Limitations & Future Work¶
- Document generation quality still depends on LLM capabilities; in highly specialized domains (e.g., latest regulations, cutting-edge medicine), it may introduce factual errors.
- Schema extraction is currently limited to text documents and does not support multimodal content such as tables and charts.
- The calculation of the three evaluation metrics itself relies on LLM judgment, entailing a risk of inconsistency with human assessment.
- The DRAGONBall dataset currently only covers three domains (finance, law, medicine); it needs to be expanded to more vertical scenarios in the future.
- The actual utility of the evaluation metrics in guiding RAG system optimization remains unexplored.
Related Work & Insights¶
- vs RAGAS: RAGAS also evaluates RAG systems but uses general datasets and metrics such as faithfulness/relevancy. RAGEval's strength lies in its ability to automatically generate domain-specific data and more fine-grained three-dimensional metrics.
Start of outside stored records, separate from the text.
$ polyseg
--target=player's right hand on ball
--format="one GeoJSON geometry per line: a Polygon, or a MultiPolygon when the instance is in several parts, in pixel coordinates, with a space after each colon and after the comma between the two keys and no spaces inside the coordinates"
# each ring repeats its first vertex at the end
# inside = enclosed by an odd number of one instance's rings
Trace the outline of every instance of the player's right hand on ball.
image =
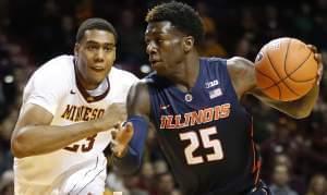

- vs RGB/RECALL: These benchmarks focus on retrieval accuracy evaluation, whereas RAGEval evaluates both retrieval and generation stages.
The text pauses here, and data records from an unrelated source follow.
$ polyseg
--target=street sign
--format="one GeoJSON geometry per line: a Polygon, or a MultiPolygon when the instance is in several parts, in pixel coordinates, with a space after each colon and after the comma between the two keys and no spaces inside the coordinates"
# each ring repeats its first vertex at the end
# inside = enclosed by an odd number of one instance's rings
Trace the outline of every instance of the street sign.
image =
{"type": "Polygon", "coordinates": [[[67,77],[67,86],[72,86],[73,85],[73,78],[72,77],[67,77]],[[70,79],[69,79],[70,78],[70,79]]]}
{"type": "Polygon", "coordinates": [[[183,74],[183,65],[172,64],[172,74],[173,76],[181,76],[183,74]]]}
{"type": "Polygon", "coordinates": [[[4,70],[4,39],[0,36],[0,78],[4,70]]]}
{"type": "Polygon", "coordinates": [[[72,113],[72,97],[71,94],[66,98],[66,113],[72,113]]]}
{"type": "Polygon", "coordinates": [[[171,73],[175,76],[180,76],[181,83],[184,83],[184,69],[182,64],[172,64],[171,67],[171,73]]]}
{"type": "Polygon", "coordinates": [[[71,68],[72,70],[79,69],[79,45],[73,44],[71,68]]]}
- vs FactScore: FactScore focuses on factual evaluation (decomposing text into atomic facts). RAGEval's Hallucination metric shares a similar philosophy but additionally introduces Completeness and Irrelevance dimensions.
Rating¶
- Novelty: ⭐⭐⭐⭐ Schema-based data generation and the three-dimensional evaluation metrics are both original, though the overall concept represents a natural evolution of evaluation frameworks.
- Experimental Thoroughness: ⭐⭐⭐⭐ Covers 9 models, multiple retrievers, various hyperparameter configurations, and includes human-LLM alignment verification.
- Writing Quality: ⭐⭐⭐⭐ The framework description is clear and comprehensive, with informative tables and figures.
- Value: ⭐⭐⭐⭐⭐ Provides a systematic solution for RAG system evaluation, with code open-sourced and directly reusable.